Patient capital changes the entire conversation about exits, because we’re not obligated to sell. Our evergreen structure means we can hold an asset for as long as it keeps compounding, and that alignment is felt by founders on day one – they know we’re not going to force a sale into a weak window just because a fund clock ran out. When exits happen, they should happen because it’s genuinely the right moment for that asset and its people, not because our structure demands it. Flexibility works the same way on entry: majority or minority, lead or co-invest, we shape the instrument around what the situation needs rather than forcing every deal into one template. A successful outcome, for us, is an asset that’s meaningfully more valuable and more professional than when we arrived – better monetised, wider reach, stronger community – with the founder’s original vision intact.
More broadly, what does success look like for Athvance in both the immediate and longer term?
Success is really about validation of the model, and we are already seeing it on two fronts.
The first is investor appetite. We closed €60M in 2025 but the more telling signal is who’s leaning in.
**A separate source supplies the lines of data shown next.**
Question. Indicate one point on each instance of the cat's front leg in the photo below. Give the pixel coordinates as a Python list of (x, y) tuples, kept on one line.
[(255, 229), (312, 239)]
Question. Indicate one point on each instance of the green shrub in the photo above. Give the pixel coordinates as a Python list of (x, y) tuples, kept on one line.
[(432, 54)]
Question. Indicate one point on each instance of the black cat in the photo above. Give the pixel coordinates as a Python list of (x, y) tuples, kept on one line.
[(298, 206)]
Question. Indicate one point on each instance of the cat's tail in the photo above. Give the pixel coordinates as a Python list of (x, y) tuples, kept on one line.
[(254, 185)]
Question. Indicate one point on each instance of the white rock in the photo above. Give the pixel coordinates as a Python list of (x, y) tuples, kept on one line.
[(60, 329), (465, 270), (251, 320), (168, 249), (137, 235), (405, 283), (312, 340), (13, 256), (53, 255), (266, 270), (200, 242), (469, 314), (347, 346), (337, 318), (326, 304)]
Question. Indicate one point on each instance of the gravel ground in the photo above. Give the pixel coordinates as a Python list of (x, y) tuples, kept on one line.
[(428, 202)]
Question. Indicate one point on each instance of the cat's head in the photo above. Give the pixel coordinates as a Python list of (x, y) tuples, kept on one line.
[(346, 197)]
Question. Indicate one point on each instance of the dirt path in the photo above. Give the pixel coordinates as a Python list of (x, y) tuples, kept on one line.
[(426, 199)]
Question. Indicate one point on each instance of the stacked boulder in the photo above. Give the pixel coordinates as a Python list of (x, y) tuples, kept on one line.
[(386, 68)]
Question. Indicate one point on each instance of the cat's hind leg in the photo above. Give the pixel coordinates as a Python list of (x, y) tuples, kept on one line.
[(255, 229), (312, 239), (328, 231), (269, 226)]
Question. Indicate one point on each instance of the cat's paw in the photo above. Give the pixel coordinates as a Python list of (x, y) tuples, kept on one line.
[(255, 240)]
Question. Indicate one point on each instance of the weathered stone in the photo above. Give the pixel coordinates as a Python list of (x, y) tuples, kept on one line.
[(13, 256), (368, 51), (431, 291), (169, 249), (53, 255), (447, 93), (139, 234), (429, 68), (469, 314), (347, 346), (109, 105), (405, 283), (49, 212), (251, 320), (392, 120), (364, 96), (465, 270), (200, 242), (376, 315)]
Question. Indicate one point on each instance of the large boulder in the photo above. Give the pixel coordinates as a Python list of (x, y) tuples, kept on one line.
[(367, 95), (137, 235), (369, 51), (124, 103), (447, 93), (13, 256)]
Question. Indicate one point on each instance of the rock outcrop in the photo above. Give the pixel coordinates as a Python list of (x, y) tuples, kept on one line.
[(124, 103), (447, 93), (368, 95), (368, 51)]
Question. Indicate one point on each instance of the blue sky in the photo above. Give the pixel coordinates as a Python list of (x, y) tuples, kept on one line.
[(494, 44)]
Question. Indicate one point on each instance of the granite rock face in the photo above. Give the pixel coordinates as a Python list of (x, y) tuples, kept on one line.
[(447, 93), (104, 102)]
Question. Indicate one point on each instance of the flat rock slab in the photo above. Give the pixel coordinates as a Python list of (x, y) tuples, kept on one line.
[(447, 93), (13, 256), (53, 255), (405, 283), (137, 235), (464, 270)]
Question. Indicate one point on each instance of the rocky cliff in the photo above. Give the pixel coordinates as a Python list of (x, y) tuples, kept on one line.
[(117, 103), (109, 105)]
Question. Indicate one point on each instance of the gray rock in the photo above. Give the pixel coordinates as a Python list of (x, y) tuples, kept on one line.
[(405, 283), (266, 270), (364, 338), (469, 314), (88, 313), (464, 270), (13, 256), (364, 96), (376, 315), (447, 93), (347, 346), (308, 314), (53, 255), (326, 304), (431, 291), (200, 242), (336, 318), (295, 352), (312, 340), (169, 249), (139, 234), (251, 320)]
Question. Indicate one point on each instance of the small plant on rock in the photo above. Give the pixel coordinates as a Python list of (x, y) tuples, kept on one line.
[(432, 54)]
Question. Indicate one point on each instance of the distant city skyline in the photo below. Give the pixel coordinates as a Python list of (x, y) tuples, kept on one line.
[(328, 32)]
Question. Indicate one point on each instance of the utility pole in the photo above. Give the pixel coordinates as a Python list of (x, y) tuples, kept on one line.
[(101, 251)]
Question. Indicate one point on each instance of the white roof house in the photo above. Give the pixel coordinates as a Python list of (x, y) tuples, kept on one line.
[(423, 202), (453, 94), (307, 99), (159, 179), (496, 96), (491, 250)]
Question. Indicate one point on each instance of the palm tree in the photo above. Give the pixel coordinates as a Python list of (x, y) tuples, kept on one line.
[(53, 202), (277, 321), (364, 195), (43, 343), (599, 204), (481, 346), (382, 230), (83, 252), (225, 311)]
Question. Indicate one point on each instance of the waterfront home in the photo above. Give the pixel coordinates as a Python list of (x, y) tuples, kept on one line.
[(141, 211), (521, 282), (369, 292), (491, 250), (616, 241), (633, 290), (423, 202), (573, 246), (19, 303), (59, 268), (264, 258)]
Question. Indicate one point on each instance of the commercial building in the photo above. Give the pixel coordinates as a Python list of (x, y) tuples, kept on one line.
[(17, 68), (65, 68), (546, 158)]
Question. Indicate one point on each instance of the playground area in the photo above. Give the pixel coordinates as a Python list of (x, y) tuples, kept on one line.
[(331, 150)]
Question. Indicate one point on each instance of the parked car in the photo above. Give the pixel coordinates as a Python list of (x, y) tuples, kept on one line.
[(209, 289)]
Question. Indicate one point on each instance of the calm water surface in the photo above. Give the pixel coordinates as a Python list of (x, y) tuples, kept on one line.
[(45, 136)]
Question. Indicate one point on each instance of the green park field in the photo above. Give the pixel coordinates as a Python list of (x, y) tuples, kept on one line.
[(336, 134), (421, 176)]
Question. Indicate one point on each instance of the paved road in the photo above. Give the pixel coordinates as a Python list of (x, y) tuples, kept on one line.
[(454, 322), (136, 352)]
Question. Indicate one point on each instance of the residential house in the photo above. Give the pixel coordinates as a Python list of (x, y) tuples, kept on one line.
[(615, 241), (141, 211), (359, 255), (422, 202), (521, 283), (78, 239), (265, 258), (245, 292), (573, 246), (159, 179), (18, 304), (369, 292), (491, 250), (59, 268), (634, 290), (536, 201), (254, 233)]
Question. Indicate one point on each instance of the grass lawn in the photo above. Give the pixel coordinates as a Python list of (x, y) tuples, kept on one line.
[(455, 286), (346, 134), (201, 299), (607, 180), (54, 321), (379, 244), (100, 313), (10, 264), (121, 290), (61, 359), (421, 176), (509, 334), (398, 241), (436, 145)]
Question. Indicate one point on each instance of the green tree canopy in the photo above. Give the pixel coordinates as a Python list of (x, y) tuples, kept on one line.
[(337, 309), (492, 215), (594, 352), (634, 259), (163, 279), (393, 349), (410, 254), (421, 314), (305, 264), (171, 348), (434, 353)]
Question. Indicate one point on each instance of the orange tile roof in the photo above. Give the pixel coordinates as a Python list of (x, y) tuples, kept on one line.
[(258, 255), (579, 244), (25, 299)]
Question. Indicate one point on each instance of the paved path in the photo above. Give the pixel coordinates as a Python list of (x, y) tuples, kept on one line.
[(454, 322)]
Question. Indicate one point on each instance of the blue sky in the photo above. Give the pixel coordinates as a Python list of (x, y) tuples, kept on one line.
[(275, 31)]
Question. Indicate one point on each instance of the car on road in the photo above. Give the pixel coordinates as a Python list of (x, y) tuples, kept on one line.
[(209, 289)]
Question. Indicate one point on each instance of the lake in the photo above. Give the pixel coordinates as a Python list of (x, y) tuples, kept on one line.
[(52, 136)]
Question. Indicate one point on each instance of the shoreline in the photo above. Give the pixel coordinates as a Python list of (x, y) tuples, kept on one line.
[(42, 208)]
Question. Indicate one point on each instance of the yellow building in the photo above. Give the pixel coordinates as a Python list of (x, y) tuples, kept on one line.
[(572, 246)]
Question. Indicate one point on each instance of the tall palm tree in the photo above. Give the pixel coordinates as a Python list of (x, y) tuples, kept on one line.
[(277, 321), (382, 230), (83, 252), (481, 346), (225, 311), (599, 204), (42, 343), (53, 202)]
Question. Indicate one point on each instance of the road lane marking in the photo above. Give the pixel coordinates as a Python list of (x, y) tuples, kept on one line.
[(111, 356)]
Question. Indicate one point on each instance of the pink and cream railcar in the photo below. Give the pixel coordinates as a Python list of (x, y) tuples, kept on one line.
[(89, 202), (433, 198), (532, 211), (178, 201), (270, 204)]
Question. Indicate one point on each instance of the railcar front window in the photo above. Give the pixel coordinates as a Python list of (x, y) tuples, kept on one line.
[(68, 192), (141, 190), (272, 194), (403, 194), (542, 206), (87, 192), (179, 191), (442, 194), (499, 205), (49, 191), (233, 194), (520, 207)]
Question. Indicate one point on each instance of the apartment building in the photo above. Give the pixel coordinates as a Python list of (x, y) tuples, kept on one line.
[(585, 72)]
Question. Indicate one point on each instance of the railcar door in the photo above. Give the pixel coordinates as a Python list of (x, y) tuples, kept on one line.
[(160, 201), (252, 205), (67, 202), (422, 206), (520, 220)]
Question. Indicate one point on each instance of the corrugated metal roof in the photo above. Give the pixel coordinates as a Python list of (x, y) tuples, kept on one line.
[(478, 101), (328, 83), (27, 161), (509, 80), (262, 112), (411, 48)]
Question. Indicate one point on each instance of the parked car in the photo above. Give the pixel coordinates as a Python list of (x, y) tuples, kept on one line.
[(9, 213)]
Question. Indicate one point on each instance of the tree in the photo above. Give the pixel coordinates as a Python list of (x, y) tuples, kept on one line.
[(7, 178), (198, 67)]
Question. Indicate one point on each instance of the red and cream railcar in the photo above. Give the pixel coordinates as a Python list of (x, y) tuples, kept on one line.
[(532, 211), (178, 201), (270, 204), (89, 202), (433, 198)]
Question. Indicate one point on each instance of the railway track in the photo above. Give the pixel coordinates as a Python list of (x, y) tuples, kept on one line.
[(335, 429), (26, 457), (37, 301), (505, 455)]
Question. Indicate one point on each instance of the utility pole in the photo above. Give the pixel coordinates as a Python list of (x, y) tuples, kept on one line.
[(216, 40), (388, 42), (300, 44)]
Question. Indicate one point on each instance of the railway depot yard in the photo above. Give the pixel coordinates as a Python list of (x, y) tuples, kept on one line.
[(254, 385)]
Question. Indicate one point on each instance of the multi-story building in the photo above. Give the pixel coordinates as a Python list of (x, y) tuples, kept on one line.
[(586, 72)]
We are having energising conversations with US institutional investors – family offices and sports-focused funds who know this space intimately – and the reason it resonates is the operating model. American capital has watched sport get priced to perfection at the top and is actively looking for a differentiated, operator-led way in. An evergreen platform that builds value inside assets rather than betting on multiple expansion is exactly the exposure they’ve been trying to find in Europe, and don’t have a domestic equivalent for.
The second front is the deals themselves. Every property we enter is a proof point – each one demonstrates that the infrastructure genuinely lifts the asset and that the playbook repeats. So in the immediate term, success is that flywheel turning: strong dialogue with the right investors, a widening pipeline of the right properties, and each deal making the model more credible than the last. Longer term, it’s about being the partner of choice for the next generation of sports assets – the first call a serious founder makes, and the reference point for how sport gets professionalised outside the trophy tier. If in a few years our properties are category leaders, our investors have compounded alongside us, and the platform is proving itself deal after deal rather than on a single bet – that’s success.